Five hundred years after the Arab conquest, Egypt was still a substantially Christian country (p.211)

The Nubians were Christians, as were the majority of Egyptians (p.235)

– these Christians had suffered under the lordship of the Muslim Arabs who came rampaging out of Arabia in the 700s and quickly conquered north up the coast of Palestine into Syria, eastwards conquered the old Persian Empire, and westwards conquered Egypt and beyond

– but, despite centuries of inter-marriage, the Arabs remained an aristocracy, thinking of themselves as lords, knights, emirs and rulers over a broad population of subservient serfs and these serfs remained predominantly Christian

– through the three hundred years from the mid-700s to the mid-1000s these Christian populations suffered from being second-class citizens, forced to wear clothes which identified them as dhimmis and, occasionally, when the oppression got really bad, forced to wear halters round their necks or be branded

– meanwhile they were forbidden to repair existing churches, build any new ones, and had to stand by while existing ones were often desecrated and destroyed in periodic waves of persecution or forcibly converted into mosques

So Haag’s central point, rammed home on scores of occasions, with all the data he can muster, is that it was not the Crusaders who were the foreign invaders – it was the Muslim Arabs. It was the Arabs who had invaded and conquered Christian Egypt, Christian Palestine, Christian Syria and raided into Christian Anatolia.

Bethlehem where Jesus was born, Nazareth Jesus’ home town, the River Jordan where Jesus was baptised, Jerusalem where Jesus was crucified and rose again, Tarsus where the apostle Paul came from, Antioch where the followers of Jesus were first named ‘Christians’, Damascus, on the road to which Paul had his great conversion experience – all these lands had, by about 400, become solidly Christian and were ruled by the Christian Roman Empire.

It was the Arabs who invaded and conquered them and subjected the Christian inhabitants to all kinds of discrimination and persecution. Christians were forbidden to build new churches or repair old ones. Thousands of churches were destroyed or converted into mosques. There were periodic massacres which triggered pleas from Christian leaders in the region to the Emperor in Constantinople for help, with the result that the Byzantine Empire and the Muslim invaders in the East were permanently at war.

And it wasn’t just the Arabs who were the alien invaders…

The Seljuk Turks add to the chaos

What specifically triggered the Crusades was the arrival of a third force on the scene, the Seljuk Turks, who swept out of central Asia, converted to Islam, and conquered Muslim Persia including the capital of the Abbasid Dynasty, Baghdad, in 1055.

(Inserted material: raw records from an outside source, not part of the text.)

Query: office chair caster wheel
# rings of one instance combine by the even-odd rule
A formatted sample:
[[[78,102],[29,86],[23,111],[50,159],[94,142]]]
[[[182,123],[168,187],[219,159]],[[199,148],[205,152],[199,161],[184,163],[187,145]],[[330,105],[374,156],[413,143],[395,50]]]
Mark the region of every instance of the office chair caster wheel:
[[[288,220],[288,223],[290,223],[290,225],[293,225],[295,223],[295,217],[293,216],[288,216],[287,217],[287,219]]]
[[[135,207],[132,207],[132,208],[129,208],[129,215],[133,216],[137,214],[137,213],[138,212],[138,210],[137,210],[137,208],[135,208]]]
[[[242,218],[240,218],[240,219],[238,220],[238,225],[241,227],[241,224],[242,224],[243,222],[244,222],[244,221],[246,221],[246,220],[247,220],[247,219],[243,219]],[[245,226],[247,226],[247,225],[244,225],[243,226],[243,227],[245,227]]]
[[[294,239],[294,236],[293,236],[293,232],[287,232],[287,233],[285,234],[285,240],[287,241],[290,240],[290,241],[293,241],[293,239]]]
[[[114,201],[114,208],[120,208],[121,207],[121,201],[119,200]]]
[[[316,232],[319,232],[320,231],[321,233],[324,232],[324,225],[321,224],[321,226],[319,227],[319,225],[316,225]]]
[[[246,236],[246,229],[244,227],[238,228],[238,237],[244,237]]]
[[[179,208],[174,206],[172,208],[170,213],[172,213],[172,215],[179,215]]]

From the 1060s the Seljuks besieged and took various cities in Palestine, as well as probing the eastern edges of Anatolia the borders of the Byzantine Empire. Their ultimate goal was to tackle the Fatimid Dynasty based on Egypt. The Turks had converted to the majority or Sunni brand of Islam. A territorial ambition to seize Egypt centrepiece of the Muslim lands was compounded by the fact that the Fatimids were adherents to Shia Islam, which Sunnis regard as a heresy.

The Fatimids, for their part, also wanted control of (at least southern) Palestine, in order to create a buffer against the insurgent Turks. This meant that the two Muslim opponents clashed in various battles, at various times throughout the later 11th century, taking and retaking bits of Palestine from each other.

Meanwhile the Byzantine Empire was reeling from its defeat by the Turks at the momentous Battle of Manzikert in 1071, after which:

the empire lay open before bands of Turkish tribesmen, who looted, murdered and destroyed as they marauded westwards until in 1073 they were standing on the Bosphorus opposite Constantinople. (p.76)

As an anonymous chronicler put it:

Almost the whole world, on land and sea, occupied by the impious barbarians, has been destroyed and has become empty of population, for all Christians have been slain by them and all houses and settlements with their churches have been devastated by them in the whole East, completely crushed and reduced to nothing. (quoted on page 76)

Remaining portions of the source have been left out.